In discussions with school administrators, Bialko and his colleagues talked extensively about Prinergy and Insite, Kodak’s workflow software solution. The popular Prinergy workflow is a print-production hub that delivers intelligent prepress management tools for commercial and packaging print manufacturing. It features "intent-based automation," driving a higher level of accuracy and efficiency in the print production cycle, increasing quality control, reducing manual touch points and lowering the cost of production. The connectivity of the system increases efficiency and drives the costs out of every step of production, including pre-production, planning, production. and manufacturing.
In Prinergy Workflow, the job's intent is captured when the order enters the system. Whether it is received via Kodak Insite Prepress Portal, MIS, an online storefront, or manual entry, Prinergy Workflow uses the full description of the finished job -- including the breakdown of its parts -- to automate its planning, processing, and production. Downstream, it uses two-way communication to provide users, such as customer service representatives, with job and device status information at all times.
“We talked about what they could offer to Cal Poly, what it could do for them,” he remembered. The automation, color management, web portal solutions, and packaging offerings “really struck a chord with them. Everyone mutually agreed that it would be in the best interests of the students for Cal Poly and Kodak to install our software there.”

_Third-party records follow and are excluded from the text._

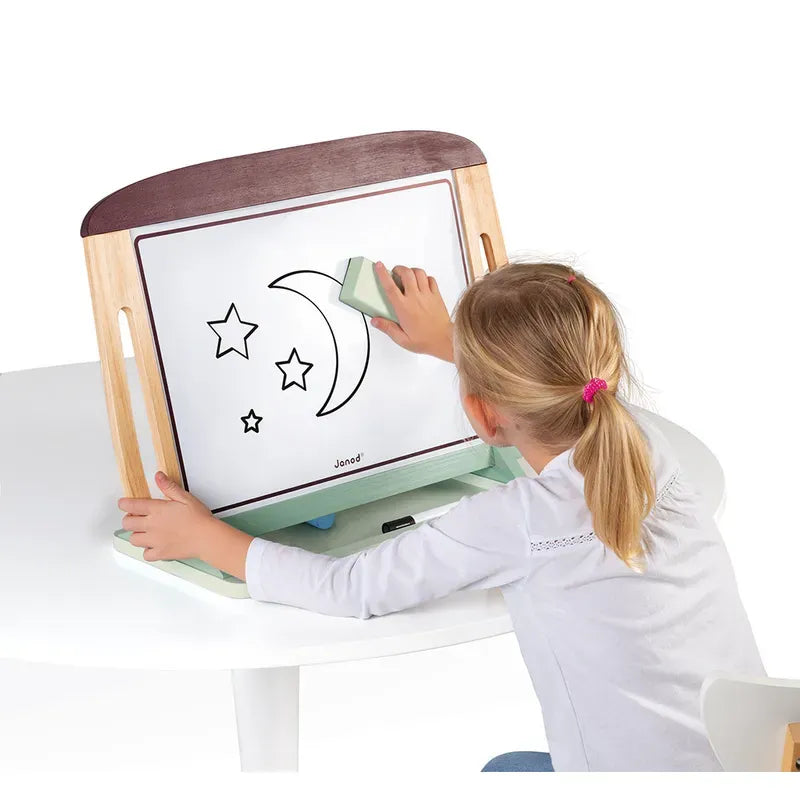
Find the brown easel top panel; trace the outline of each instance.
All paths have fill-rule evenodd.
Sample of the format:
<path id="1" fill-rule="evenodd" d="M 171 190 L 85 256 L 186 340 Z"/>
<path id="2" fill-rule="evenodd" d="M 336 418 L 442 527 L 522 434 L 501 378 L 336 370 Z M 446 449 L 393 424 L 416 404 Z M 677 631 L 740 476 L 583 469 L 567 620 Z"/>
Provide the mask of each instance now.
<path id="1" fill-rule="evenodd" d="M 462 136 L 398 131 L 268 150 L 163 172 L 108 195 L 81 236 L 485 164 Z"/>

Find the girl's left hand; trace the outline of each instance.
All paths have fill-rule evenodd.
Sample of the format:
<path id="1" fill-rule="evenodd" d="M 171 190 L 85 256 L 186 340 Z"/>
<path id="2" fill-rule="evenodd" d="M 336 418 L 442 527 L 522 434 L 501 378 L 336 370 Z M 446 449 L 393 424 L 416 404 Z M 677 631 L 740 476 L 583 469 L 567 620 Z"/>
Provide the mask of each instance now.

Thrilling Color Management
Cal Poly’s book, History of the Phototypesetting Era, which details advances in technology that had critical influence on the printing and publishing industries from 1945 to 1985, was created over 10 weeks, with students in the graphic communication program producing a high-quality, 380-page book with more than 300 color illustrations.

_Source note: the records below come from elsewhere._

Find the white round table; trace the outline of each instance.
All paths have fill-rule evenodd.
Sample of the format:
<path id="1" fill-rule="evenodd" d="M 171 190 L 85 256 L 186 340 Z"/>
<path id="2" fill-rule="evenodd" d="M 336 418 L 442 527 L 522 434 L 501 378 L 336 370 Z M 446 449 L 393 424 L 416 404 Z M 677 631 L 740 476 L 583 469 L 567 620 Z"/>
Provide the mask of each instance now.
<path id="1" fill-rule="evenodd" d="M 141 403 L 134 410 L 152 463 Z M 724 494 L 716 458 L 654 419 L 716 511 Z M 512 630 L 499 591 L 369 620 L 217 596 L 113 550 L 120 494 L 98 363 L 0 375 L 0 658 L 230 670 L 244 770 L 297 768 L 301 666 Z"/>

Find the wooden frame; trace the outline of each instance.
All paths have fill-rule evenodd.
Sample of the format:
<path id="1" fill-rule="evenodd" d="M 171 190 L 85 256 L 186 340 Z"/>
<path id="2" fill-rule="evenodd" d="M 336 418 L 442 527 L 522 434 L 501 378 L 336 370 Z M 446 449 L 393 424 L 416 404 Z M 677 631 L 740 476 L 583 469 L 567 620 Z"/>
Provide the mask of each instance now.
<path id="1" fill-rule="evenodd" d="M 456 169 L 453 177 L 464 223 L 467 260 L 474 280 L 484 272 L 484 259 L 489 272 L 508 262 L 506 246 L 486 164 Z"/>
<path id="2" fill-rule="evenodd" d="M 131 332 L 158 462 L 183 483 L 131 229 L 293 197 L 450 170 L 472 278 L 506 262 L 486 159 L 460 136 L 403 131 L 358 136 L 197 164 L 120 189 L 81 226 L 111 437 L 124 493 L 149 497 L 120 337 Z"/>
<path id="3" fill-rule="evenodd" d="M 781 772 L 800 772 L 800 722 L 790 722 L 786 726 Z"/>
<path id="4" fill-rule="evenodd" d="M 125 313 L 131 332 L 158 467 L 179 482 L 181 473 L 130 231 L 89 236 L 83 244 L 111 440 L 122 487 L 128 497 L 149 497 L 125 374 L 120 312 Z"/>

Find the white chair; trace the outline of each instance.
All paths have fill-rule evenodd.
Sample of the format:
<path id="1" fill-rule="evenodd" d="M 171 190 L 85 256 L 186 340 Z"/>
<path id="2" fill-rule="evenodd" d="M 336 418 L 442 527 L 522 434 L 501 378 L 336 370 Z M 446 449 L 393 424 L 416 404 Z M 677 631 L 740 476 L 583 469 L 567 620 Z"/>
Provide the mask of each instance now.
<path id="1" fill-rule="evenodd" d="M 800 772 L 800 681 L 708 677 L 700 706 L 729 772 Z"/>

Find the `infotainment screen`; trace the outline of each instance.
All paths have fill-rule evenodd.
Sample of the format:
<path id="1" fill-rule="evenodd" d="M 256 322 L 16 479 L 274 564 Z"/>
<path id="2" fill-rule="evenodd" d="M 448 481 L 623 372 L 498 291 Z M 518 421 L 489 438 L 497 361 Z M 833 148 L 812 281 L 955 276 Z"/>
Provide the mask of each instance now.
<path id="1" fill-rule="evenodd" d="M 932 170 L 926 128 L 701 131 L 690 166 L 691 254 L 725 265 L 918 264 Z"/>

The publication was printed using a combination of offset lithography with Kodak Sonora Process Free Plates and digital printing processes. The difficulty of managing consistency between the two printing processes was overcome by using donated ColorFlow Software, which integrated within Prinergy Workflow.
Not surprisingly, the students at Cal Poly were “just thrilled,” Bialko related. “They were going from older workflows that were very archaic and very out of date. When we brought in Prinergy and Insite the students were thrilled -- and amazed at what workflow could do these days in terms of color management.”
Automation proved to be the biggest thing for them, he added. “It was a matter of how they could see real world automation in processing their jobs.”
Will the work with Cal Poly continue? “Absolutely,” Bialko confirmed. “I am in contact with them almost weekly, visiting, doing lectures, training, and supporting them however we can.”
For the new year, Kodak’s educational outreach promises to continue uninterrupted. “We are engaging more universities, not only in the United States but worldwide,” said Bialko, “offering lecturing, software, equipment, and training to support their curriculums.”
In short, Kodak is helping to bring the future of graphic communications to those who will one day live it.